For once China was unsure if it could side with its buddy-bully on the Crimea issue, as it had over Syria against the US, Britain and France, to veto or dilute resolutions threatening sanctions or outside intervention against regimes such as Bashar Assad’s Syria, Gadafi’s Libya or, in the 1990s, Milosevic’s Serbia. 

China abstained from the UN Security vote to censure Russia which was supported by 67 countries including the Philippines. Perhaps it got worried that the Crimea episode would call attention to its own sovereignty issues with Taiwan, Mongolia and other domestic disputes.

This was a slap on the face of Vladimir Putin. His foreign minister Sergei Lavrov had earlier pronounced “Russia and China have coinciding views on the situation in Ukraine…the principle of non-interference in any country’s internal affairs and respects the independence, sovereignty, and territorial integrity of Ukraine.”

The vociferous Chinese bloggers shed more light in the uneasy association. “Crimea holds a referendum to split from Ukraine, and unbelievably there are people amongst you all cheering it on. Did you know in 1945 October, the Soviet Union also encouraged a referendum in Mongolia, with only 500,000 people participating, but was able to cut away 15% of China’s territory,” wrote Cui Chenghao on Sina Weibo. 

Old wounds

They got even more riled when the Russian Embassy raised the Tiananmen massacre of June 4, 1989.

“Western sanctions may bring Russia and China closer together,” wrote the Russian Embassy in Beijing on its official Sina Weibo account. “Some Western countries want to stop military cooperation with Russia. The current situation facing Russia is a bit similar to what China encountered after the Tiananmen Square incident.  A student protest in 1989 turned into an occupation by protesters of Beijing’s Tiananmen Square. That ended when Chinese troops fired on the protesters, killing an unknown number. Global leaders condemned the Chinese regime, just as they are condemning Russia now.

“Do you want to drag China into the water?” responded Xuanxuanman.  ‘First return the 1.5 million square kilometers of occupied land to China to show your sincerity!” 

It was not surprising when China pounced on Japan Prime Minister Shinzo Abe for citing the parallel between Russia’s behavior in Crimea and China’s actions in the disputed East and South China Seas at the G7 meeting.

Chinese Foreign Ministry spokesman Hong Lei launched personal invectives on Abe, reminiscent of his attack on President Aquino.
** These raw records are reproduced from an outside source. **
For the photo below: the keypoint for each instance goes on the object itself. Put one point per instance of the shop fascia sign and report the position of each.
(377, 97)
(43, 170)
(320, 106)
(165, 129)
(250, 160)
“We’ve long since said that this Japanese leader on the one hand hypocritically proposes improving Sino-Japan ties and on the other says bad things about China wherever he is internationally… to mislead the public with prevarication and deliberate falsehoods and blacken China’s name. But this cannot pull the wool over the eyes of the international community.” lambasted Hong.

But he is mistaken. 

In a survey of 14,400 people in 14 countries, its own Global Times newspaper found 29% of respondents described China as “belligerent” in international affairs.

It seems that a “bully brotherhood” is an oxymoron. After all, bullying is a form of power jockeying. In the end, there can only be one super bully. – Rappler.com

Yoly Villanueva-Ong, the founder of Campaigns & Grey, is currently Group Chairperson for the Campaigns Group of companies. She writes weekly for Rappler.